I was driving home one night, six weeks ago. There was a full moon and it was a beautiful clear night. There was just a bit of rain coming in from the west. I had to put my windscreen wipers on and it was making a horrible smear across my screen. What I saw at first I thought was muck from the road smearing across my screen, there was this light crescent in the sky. I put my windscreen washers on and it cleared away yet this thing was still there. What I was looking at was basically a very precise, very thin crescent of what looked like light in the sky. I thought it might be clouds or something and then it came to me: it's a moonlight rainbow. Is this actually possible, and if it is, how does it happen?

Answer

Dave: Was the moon behind you or in front of you?Sam: It was in front of me and I was going into the rain.Dave: I think that is a straight moonbow. It's exactly the same as a rainbow caused by the sun so what happens is, if you shine light on a droplet of water the light will bounce around inside it and when it comes out different colours will come out in different directions. So if you look at different places you'll see a rainbow. The moon is a source of essentially white light so you'll get exactly the same effect.
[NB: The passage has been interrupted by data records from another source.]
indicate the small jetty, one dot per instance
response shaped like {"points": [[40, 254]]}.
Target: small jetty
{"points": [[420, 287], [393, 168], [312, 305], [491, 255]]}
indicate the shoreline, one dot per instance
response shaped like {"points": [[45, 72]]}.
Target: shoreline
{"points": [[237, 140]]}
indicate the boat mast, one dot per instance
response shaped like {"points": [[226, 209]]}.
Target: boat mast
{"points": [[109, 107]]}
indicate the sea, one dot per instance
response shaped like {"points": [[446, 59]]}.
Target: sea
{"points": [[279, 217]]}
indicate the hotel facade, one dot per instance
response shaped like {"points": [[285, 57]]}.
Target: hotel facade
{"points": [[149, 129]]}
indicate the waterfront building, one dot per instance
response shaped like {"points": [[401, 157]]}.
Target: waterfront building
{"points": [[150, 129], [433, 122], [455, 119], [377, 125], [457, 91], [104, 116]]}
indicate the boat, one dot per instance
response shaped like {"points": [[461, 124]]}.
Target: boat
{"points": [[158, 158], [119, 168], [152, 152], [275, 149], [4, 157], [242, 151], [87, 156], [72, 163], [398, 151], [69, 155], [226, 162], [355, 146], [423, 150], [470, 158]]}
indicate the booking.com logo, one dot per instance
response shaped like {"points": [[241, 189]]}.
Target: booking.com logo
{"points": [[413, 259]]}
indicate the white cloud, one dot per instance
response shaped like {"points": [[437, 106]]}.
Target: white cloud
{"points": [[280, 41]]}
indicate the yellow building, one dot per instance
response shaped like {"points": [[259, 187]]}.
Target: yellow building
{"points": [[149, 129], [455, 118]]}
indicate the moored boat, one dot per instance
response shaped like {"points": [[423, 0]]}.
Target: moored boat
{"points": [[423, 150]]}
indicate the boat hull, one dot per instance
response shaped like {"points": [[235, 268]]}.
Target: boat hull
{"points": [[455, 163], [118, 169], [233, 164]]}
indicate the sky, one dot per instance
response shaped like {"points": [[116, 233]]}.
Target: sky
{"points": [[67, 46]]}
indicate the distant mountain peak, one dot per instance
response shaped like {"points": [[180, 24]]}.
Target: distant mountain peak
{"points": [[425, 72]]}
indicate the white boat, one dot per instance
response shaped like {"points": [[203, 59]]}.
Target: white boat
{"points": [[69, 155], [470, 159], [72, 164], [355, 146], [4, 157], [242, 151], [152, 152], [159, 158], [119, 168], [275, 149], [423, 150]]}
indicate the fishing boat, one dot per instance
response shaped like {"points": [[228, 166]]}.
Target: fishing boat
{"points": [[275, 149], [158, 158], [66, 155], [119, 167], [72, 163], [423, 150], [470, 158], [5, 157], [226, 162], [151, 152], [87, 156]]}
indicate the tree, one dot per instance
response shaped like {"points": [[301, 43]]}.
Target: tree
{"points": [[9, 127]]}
Because it's so dim your eyes won't be sensitive to the colour so you just see a bow of brightness rather than a colour. If you took a very long exposure photograph of it or you had an image intensifier which worked in colours then you would be able to see the colours and it would look just like a normal rainbow.Sam: I was looking them up afterwards to see if I was imagining things. It seems they're quite rare.Dave: Yes, proper rainbows are. Normally people just see a ring around the moon itself, maybe 20-30 degrees outside the moon which is normally created by little ice particles. It isn't a true rainbow, it's a similar sort of effect.